APIII - Advancing Practice, Instruction & Innovation Through Informatics

Marriott City Center, Pittsburgh, PA | September 20 - 23, 2009

Neuroblastoma Stroma Classification on the Sony Playstation 3

Best Scientific Session - Telemedicine, High-Performance Computing and Imaging Informatics

Metin Gurcan PhD; Ohio State University; Olcay Sertel MSc; Ohio State University; Umit Catalyurek PhD; Ohio State University; Joel Saltz MD, PhD; Ohio State University; Timothy Daniel Raul Hartley MSc; Ohio State University; Mansoor Khan BS; Ohio State University;

Content:

Neuroblastoma is a nerve cell cancer which affects infants and children. The prognosis of the disease is based on classification of a tissue sample as stroma-rich or stroma-poor. The overall size of a single digital tissue sample image can be tens of gigabytes. The large size of these images requires unacceptably long processing times for computer analysis with traditional computer architectures. Further, the cost of computer systems which enable acceptable image analysis throughput can be prohibitive. Therefore, we present an application to analyze neuroblastoma images on the Sony Playstation 3 with the IBM Cell Broadband Engine microprocessor.

Technology:

The IBM Cell Broadband Engine represents a radical step forward in microprocessor design. It is a parallel-processor-on-a-chip, providing unprecedented levels of application performance. By decomposing the images into smaller tiles, we can leverage the inherent parallelism in the microprocessor to enable extremely fast analysis. The Sony Playstation 3 represents an inexpensive, powerful, and professional form factor for high-performance computing. Sony encourages the installation of Linux, and IBM makes many of their software tools available for the Cell Broadband Engine.

Design:

Our application leverages the parallelism of the Cell Broadband Engine by decomposing the input image into smaller image tiles and processing these tiles in parallel.
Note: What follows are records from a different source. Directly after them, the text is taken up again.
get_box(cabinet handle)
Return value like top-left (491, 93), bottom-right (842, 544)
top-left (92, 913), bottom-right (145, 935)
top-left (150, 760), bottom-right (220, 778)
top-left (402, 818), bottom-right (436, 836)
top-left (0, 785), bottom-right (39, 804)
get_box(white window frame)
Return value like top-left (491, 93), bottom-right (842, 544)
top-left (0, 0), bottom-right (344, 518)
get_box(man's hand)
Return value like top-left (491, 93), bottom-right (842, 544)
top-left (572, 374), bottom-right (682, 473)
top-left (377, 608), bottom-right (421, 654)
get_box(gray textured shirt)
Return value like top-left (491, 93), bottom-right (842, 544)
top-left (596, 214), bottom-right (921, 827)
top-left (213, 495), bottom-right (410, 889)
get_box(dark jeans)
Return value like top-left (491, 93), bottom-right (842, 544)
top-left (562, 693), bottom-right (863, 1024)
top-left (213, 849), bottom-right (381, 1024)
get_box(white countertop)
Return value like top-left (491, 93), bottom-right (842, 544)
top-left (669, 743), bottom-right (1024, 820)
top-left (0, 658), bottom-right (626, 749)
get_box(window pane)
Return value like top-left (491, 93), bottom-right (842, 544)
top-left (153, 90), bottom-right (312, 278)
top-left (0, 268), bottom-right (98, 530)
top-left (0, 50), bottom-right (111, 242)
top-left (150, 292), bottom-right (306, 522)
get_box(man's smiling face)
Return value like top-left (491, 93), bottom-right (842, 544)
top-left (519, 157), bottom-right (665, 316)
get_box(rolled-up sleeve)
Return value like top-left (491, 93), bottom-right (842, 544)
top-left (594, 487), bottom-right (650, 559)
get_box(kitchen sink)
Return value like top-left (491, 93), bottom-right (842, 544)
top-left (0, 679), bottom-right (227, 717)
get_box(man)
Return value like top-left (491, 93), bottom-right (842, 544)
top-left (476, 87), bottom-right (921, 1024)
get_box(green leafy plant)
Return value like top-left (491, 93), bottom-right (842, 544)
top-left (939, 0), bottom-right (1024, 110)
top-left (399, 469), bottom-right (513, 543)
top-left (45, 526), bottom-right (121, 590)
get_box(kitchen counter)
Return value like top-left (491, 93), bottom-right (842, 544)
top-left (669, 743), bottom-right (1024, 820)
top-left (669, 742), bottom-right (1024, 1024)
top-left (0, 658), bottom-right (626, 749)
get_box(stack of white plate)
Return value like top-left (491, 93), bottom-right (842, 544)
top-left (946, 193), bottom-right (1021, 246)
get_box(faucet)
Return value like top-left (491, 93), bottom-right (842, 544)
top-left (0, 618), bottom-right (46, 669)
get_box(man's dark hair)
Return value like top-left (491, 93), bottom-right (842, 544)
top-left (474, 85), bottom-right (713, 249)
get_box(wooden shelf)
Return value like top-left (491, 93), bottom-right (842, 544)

Each tile undergoes a color transformation, statistical feature calculation, and ultimately classification as stroma-rich or stroma-poor.

Results:

The IBM Cell Broadband Engine in the Sony Playsation 3 gives a 6x performance improvement over state-of-the-art PCs for a small fraction of the cost of a high performance image analysis server. The total time required to process a complete slide of 100,000 x 100,000 pixels is under 15 minutes.

Conclusion:

We achieve better performance while analyzing neuroblastoma tissue sample images than a traditional computer design which costs several times that of the Sony Playstation 3. We believe the low cost and the high performance of our solution makes this favorable over others.